Monsieur, comme disaient jadis à la radio les psychologues de base, ‘‘votre cas m’intéresse’’ et j’estime qu’on ne s’intéresse pas assez ce que vous dites de votre fils Yann que vous avez éduqué selon une interprétation un peu exagérée de la fameuse pensée pascalienne. « Le Yann Moix est haïssable » : voilà une formule de critique littéraire à la peine, pas un principe invétéré de dressage. Je voudrais donc vous dire votre fait, et ce fait, principal, est celui-ci : vous êtes probablement celui qui, à cette heure, faites preuve du plus de discernement dans les querelles qui, selon l’expression consacrée, agite le landernau observo-littéro-parisien. Voici pour nous résumer : ce que narre votre fils aîné Yann est grosso modo exact. Je sais bien qu’on peut tiquer sur ce ‘‘grosso modo’’ ; mais, en l’occurrence, l’essentiel n’est pas dans le détail. Quelque chose me dit qu’à la naissance de votre aîné un engrenage, quelque chose de très malsain s’est instaurée – j’allais dire : instituée – entre votre épouse et vous-même : vous avez en réalité voulu châtier le vilain petit canard.

Aujourd’hui, vous vous rendez compte de la faramineuse distance qui existe entre l’idée, l’image que vous vous faisiez de votre fils pendant toutes ces années et ce qu’il est – ce qu’il était déjà – dans sa réalité, dans sa vérité la plus essentielle. Et, votre fils à présent reconnu par la société, vous vous en voulez (mais pas mortellement car ce n’est pas votre tempérament) aujourd’hui d’avoir été dans le passé celui qui ne l’avait pas reconnu, pire : d’être celui qui croyait alors le connaître et d’avoir voulu précisément le briser en raison (et folle raison bien sûr !) de ce que vous supposiez connaître de lui, – et qui était le contraire de la vérité.

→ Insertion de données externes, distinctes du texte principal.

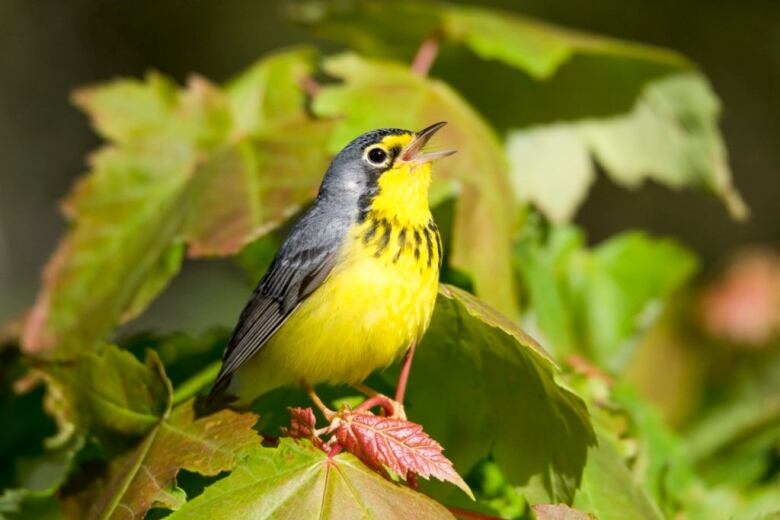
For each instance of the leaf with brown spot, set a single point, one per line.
(559, 512)
(215, 167)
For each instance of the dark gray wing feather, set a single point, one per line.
(300, 267)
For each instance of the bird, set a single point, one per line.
(353, 286)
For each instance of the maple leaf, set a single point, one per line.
(397, 444)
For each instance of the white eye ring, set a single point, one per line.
(377, 156)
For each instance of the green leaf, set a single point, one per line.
(597, 301)
(670, 136)
(498, 395)
(515, 52)
(608, 488)
(146, 477)
(107, 391)
(299, 480)
(217, 168)
(371, 96)
(397, 28)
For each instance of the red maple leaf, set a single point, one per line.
(397, 444)
(302, 425)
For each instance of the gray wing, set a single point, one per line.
(301, 265)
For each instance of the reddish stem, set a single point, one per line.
(426, 54)
(463, 513)
(400, 390)
(334, 450)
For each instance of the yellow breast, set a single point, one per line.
(378, 298)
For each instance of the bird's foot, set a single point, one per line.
(329, 414)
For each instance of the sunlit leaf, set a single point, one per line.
(301, 481)
(497, 395)
(608, 489)
(397, 28)
(597, 301)
(538, 72)
(381, 94)
(217, 168)
(146, 476)
(670, 136)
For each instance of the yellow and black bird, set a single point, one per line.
(354, 284)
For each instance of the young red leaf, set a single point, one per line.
(397, 444)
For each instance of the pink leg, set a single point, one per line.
(400, 390)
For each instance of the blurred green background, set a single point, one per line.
(48, 48)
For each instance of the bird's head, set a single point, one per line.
(386, 170)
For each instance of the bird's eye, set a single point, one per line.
(377, 156)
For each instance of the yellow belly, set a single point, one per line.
(361, 319)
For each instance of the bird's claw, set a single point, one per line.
(391, 407)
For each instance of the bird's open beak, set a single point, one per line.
(412, 152)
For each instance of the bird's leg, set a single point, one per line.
(326, 412)
(400, 389)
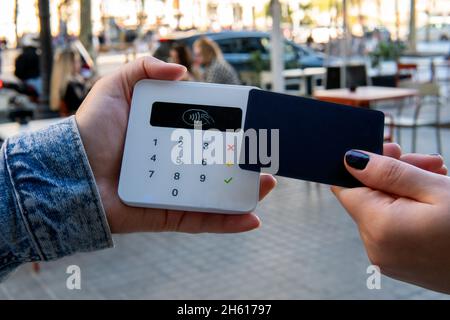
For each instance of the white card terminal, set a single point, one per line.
(154, 172)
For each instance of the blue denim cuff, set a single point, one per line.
(55, 191)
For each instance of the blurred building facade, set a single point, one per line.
(166, 16)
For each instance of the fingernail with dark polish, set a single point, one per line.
(357, 159)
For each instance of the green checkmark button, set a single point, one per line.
(227, 181)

J’observais, j’écoutais toutes ces dernières années votre fils : plus que la variété de ses talentueuses activités, c’est sa manière de s’exprimer, de se répandre et de répandre avec une certaine précision – voire ce que j’appellerais une volcanique préciosité – sa syntaxe péremptoire dans la presse qui m’a mis sur la piste. Oui, votre fils Yann (et son cadet Alexandre certes, aussi, mais à moindre degré de « complexité ») était bien un surdoué. Et vous nous en donniez la confirmation il y a peu. « Il a même été testé » nous appreniez-vous, et vous en étiez fier comme si, venant de votre part, cette révélation était une sorte de ‘‘compensation’’… en substance, vouliez-vous nous laisser entendre, ‘‘j’ai eu trop longtemps – et en méprise entière… une méprise pas uniquement méprisante mais haineuse… la main lourde sur lui, mais mon fils vaut, et la science le dit, et je suis le père de celui-ci.’’

Ainsi vivez-vous en ce moment un phénomène de distorsion temporelle, et comme le grand écart entre la mémoire des années soixante-dix et quatre-vingt – une mémoire qu’à votre goût célèbre un peu trop longuement votre fils -, et l’ambiance actuelle (laquelle, au demeurant, ne nous fait sans doute, parents et enfants, pas moins faire vivre dans l’erreur que vous ne l’étions à l’époque, mais, comme on dit, c’est là un autre débat).

Permettez-moi de vous suggérer de vous intéresser à ce qui a été dit dans certains congrès sur la question de l’enfance des surdoués, et de cet acquis que, ressentant plus, souffrant plus que le commun, la tension de l’enfance et de l’adolescence ensemble les abîme et les majore. Les toxines qu’on leur aura inculquées, comprenez-vous, ils les mettent en culture.

Est-ce-à dire qu’ils doivent remercier leurs parents ? Si on se reporte à l’étymologie du mot éducation, nous dirons qu’eux aussi doivent leur donner congés. Afin de s’extirper par le haut, de sublimer (principe de base de l’acte de création) tout ce « misérable petit tas de secrets » (Malraux), de passer, comme vous le dites à juste titre, à des sujets plus nobles.

Croyez, Monsieur, à toute mon empathie.